Some of the most famous German ethnographers of the day traveled to Canada. In the early 1880s, Adrian Jacobsen took a large collection of artifacts back to Germany, Smetzer says, where Franz Boas used them to prepare an exhibition of Northwest Coast art for Germany’s Royal Ethnographic Museum in 1885. Around the same time, a group of dancers from the Nuxalk people of Bella Coola (about halfway up the British Columbia coast) performed in Berlin. Fascinated by their art and clothing, Boas himself soon left for Canada to continue learning about Northwest Coast aboriginals. The ethnographic work of Franz Boas and others lives on in Germany today, and the exhibit of 30,000 objects in Berlin was just one of many such displays that appeared in recent years.

At the end of the nineteenth century, another German, author Karl May, was becoming one of Germany’s, and indeed the world’s, most popular fiction writers. He published dozens of books, but his adventurous tales of the American West, which he had never visited, captured the German imagination most vividly.
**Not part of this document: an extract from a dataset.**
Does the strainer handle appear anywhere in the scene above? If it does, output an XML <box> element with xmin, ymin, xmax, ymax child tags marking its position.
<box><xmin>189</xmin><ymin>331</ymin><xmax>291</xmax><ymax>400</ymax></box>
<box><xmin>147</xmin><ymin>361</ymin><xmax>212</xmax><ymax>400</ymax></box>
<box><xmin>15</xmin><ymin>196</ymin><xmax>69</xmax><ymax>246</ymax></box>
His epic work Winnetou, about the relationship between a German pioneer in the United States (Old Shatterhand) and a powerful frontier Apache (Winnetou), embedded a romantic notion of North American aboriginals in German culture.

It’s this romanticism that inspires an important cultural debate today. Some Canadian aboriginals disapprove of the cultural displays exported to Germany or offered to German tourists in Canada, claiming that they encourage stereotypes. "The question seems to be whether the sharing of culture helps others to understand your culture, or if keeping it private preserves it and keeps it special," says Jennifer Kramer, the curator of Northwest Coast ethnology at the University of British Columbia Museum of Anthropology. The re-enactment of aboriginal life for German audiences also draws criticism. "Some say it’s a sellout of culture — pure appropriation that should not be allowed," Kramer says, adding that others believe "that non-native people do appreciate the cultures they’re trying to enact, and that they’re trying to learn." The topic is hotly debated in British Columbia at the moment, due to increasing German tourism. "There’s a constant tension," says Kramer. "Is it economic development or exploitation?" The link between Canada’s aboriginals and interested German minds is not free of debate, but it undeniably represents a curiosity that has stretched across a century and is helping keep Canadian culture alive and vibrant overseas.